There was no difference in TGFβ1 serum concentrations between the 21 patients in the active phase of the disease (51374 pg/ml), to the 23 patients with inactive disease (50985 pg/ml), or the 11 indeterminate phase patients (52284 pg/ml); F (2,52) = 0.0053, p = 0.99 (Fig. 2).
Figure 2

TGFβ1 levels disease activity. TGFβ1 serum concentrations (pg/ml) and disease activity. In the box and whisker plots, the horizontal line in the middle of the box represents the median, the bottom and top of the box represent one standard deviation from the mean, and the lines (whiskers) represent 2 standard deviations. Individual outlyers are represented by the filled squares above 2 SDs. Patient numbers: Active – 21 patients, Non active-23, Indeterminate-11.

In a multiple regression model, there was no significant relationship between TGFβ1 serum concentrations and patient demographics (age, disease duration) or basic laboratory markers (ESR, eosinophil count, IgG concentrations or ANA),

Discussion

Our study clearly demonstrates that serum concentratons of TGFβ1 are very elevated in pediatric LS patients at all times during evolution of their disease. The measurements were elevated in all the disease subtypes, and there was no correlation between the disease activity and the cytokine levels. This is in accord with previous studies that reported increased TGFβ1 serum concentrations in adults with SSc and LS [46].

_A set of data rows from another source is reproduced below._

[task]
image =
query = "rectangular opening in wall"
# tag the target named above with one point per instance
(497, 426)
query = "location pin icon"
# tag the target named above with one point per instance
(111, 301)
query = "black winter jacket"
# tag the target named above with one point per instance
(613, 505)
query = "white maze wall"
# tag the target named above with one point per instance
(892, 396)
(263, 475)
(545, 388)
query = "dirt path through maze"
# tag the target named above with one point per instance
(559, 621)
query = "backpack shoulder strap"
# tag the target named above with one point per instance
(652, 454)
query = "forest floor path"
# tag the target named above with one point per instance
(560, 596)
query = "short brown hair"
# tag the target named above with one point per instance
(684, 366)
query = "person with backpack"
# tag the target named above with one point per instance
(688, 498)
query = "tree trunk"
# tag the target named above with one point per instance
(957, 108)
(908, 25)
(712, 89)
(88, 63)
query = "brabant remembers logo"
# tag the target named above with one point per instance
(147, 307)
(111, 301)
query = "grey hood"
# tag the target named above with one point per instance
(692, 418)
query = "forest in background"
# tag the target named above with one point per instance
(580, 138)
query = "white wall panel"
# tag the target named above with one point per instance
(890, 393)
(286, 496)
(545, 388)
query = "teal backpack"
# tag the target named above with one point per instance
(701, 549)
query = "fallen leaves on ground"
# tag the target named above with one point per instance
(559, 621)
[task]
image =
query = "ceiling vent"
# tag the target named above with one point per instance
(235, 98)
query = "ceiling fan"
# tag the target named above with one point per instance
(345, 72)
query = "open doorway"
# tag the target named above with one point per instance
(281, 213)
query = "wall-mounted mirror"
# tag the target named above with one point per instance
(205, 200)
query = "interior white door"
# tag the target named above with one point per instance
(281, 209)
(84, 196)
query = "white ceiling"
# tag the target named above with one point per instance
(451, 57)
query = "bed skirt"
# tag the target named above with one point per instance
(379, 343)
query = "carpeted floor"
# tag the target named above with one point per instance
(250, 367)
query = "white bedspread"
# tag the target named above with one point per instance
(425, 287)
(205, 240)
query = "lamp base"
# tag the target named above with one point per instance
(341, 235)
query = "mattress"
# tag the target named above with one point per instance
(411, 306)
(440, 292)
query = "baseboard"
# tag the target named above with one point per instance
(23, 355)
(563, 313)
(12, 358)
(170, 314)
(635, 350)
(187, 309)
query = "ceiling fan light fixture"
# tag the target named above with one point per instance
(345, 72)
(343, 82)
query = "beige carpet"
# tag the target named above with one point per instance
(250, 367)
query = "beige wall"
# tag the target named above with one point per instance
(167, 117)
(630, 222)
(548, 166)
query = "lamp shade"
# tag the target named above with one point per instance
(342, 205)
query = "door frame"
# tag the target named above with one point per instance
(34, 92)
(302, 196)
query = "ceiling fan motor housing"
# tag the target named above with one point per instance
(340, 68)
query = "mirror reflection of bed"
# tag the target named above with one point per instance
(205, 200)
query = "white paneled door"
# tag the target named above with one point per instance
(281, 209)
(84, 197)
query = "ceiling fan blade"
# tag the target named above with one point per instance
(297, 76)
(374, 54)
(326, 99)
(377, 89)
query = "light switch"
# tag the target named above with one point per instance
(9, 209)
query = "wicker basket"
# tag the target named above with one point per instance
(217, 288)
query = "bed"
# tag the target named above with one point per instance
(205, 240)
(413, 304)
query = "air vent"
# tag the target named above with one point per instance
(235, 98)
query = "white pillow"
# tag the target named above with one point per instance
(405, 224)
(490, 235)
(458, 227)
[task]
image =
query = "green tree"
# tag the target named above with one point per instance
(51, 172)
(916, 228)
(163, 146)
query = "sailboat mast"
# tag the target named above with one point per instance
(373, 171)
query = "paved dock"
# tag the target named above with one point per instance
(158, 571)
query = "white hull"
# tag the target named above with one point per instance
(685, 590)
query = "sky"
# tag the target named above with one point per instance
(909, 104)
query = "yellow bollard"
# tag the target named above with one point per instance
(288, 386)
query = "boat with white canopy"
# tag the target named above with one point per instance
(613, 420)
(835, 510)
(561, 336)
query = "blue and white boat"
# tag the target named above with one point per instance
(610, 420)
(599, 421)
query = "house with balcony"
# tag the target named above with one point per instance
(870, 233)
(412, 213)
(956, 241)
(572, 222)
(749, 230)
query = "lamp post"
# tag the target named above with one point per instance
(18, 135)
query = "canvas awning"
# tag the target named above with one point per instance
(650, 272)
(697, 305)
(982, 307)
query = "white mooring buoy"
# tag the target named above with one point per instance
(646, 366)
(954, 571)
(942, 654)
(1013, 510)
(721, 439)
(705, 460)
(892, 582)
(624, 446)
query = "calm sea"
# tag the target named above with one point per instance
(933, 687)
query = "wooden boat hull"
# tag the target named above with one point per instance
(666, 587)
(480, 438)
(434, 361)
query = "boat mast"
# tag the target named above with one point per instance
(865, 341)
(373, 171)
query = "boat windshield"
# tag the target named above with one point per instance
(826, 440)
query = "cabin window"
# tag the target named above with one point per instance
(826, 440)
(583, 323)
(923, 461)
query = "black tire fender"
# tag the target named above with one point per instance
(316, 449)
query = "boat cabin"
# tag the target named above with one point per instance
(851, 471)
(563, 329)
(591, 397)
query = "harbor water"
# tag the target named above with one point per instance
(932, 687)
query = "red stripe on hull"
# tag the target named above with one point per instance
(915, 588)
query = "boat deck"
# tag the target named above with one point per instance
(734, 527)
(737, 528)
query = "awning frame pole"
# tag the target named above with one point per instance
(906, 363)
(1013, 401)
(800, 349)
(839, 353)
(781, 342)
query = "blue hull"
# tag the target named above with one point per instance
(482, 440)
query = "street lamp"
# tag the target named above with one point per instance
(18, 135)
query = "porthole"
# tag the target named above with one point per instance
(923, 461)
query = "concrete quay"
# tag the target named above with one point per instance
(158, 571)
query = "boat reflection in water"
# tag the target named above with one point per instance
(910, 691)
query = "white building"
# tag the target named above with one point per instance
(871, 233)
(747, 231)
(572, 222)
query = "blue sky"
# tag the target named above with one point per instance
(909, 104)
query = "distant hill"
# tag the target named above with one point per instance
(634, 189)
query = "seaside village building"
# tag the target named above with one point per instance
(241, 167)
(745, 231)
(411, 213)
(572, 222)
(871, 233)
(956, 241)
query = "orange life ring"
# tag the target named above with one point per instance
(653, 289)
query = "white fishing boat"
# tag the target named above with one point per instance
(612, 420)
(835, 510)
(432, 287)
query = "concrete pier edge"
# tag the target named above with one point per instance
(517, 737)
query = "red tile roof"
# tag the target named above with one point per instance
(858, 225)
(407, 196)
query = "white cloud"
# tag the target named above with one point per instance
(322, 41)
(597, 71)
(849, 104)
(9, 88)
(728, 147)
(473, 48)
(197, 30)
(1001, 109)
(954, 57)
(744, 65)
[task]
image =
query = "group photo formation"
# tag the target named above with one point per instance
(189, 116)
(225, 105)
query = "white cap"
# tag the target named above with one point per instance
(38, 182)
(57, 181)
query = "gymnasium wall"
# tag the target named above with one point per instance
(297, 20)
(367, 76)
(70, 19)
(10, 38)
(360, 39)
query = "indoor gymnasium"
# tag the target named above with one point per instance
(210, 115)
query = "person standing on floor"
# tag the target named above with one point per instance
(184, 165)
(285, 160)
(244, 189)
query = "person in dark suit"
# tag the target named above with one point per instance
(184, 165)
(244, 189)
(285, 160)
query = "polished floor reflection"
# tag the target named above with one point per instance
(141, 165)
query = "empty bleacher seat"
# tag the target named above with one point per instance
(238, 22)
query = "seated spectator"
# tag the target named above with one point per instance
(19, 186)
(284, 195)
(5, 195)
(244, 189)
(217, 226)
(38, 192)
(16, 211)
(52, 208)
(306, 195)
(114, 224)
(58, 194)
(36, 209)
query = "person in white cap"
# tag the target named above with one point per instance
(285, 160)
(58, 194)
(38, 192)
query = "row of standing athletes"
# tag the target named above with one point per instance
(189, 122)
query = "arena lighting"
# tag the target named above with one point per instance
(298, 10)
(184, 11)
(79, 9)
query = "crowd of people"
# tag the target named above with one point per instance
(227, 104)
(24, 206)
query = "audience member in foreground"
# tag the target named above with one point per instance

TGFβ1 mediates fibrosis through downstream modulators. It is derived from many cellular sources including members of the immune system and those in other organ systems including activated endothelial cells. A critical downstream effect is stimulation of fibroblasts and excessive extra-cellular matrix deposition [3]. TGFβ1 is secreted as a pro-peptide (latent form) and enzymatically cleaved into the active form [8], and is a potent chemoattractant for human skin fibroblasts [9]. TGFβ1 also up-regulates synthesis of matrix metalloproteinase inhibitors, which inhibit collagenase activity [10].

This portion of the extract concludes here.